Data Scientist - Remote

Applied Scientist II, AGI Vertical Services

Amazon is looking for a passionate, talented, and inventive Scientist with a strong machine learning background to help build industry-leading Speech and Language technology. Our mission is to push the envelope in Automatic Speech Recognition (ASR), Natural Language Understanding (NLU), and Audio Signal Processing, in order to provide the best-possible experience for our customers.
As a Speech and Language Scientist, you will work with talented peers to develop novel algorithms and modeling techniques to advance the state of the art in spoken language understanding. Your work will directly impact our customers in the form of products and services that make use of speech and language technology. You will leverage Amazon’s heterogeneous data sources and large-scale computing resources to accelerate advances in spoken language understanding.
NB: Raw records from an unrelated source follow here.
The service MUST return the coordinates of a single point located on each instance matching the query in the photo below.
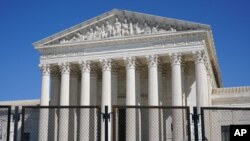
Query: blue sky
(23, 22)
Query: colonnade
(153, 96)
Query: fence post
(106, 118)
(16, 119)
(195, 118)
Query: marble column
(177, 133)
(84, 134)
(138, 101)
(44, 101)
(54, 101)
(93, 101)
(201, 79)
(130, 99)
(64, 101)
(106, 93)
(153, 98)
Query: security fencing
(216, 121)
(5, 115)
(123, 123)
(60, 123)
(151, 123)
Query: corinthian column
(130, 99)
(153, 98)
(201, 79)
(177, 133)
(84, 134)
(106, 93)
(44, 101)
(64, 101)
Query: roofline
(109, 13)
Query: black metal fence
(216, 121)
(5, 115)
(64, 123)
(137, 123)
(151, 123)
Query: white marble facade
(128, 58)
(76, 62)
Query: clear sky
(23, 22)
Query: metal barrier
(5, 114)
(64, 123)
(216, 121)
(151, 123)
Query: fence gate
(60, 123)
(5, 114)
(216, 121)
(151, 123)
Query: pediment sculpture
(116, 28)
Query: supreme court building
(135, 59)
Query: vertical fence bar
(188, 123)
(195, 119)
(15, 116)
(8, 123)
(202, 125)
(106, 123)
(22, 128)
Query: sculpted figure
(155, 29)
(90, 34)
(131, 30)
(117, 27)
(73, 39)
(109, 29)
(103, 34)
(172, 29)
(147, 29)
(138, 30)
(80, 36)
(125, 28)
(62, 41)
(97, 33)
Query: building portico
(127, 58)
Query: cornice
(125, 40)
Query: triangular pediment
(119, 24)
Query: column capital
(45, 69)
(84, 66)
(175, 58)
(199, 56)
(106, 64)
(64, 67)
(129, 62)
(152, 60)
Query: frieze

We are hiring in the area of speech recognition (ASR) and associated technologies.

BASIC QUALIFICATIONS

  1. 3+ years of building models for business application experience
  2. PhD, or Masters degree and 4+ years of CS, CE, ML or related field experience
  3. Experience in patents or publications at top-tier peer-reviewed conferences or journals
  4. Experience programming in Java, C++, Python or related language
  5. Experience in any of the following areas: algorithms and data structures, parsing, numerical optimization, data mining, parallel and distributed computing, high-performance computing

PREFERRED QUALIFICATIONS

  1. Experience using Unix/Linux
  2. Experience in professional software development

Posted:November 11, 2024 (Updated 4 months ago)

Amazon is committed to a diverse and inclusive workplace. Amazon is an equal opportunity employer and does not discriminate on the basis of race, national origin, gender, gender identity, sexual orientation, protected veteran status, disability, age, or other legally protected status.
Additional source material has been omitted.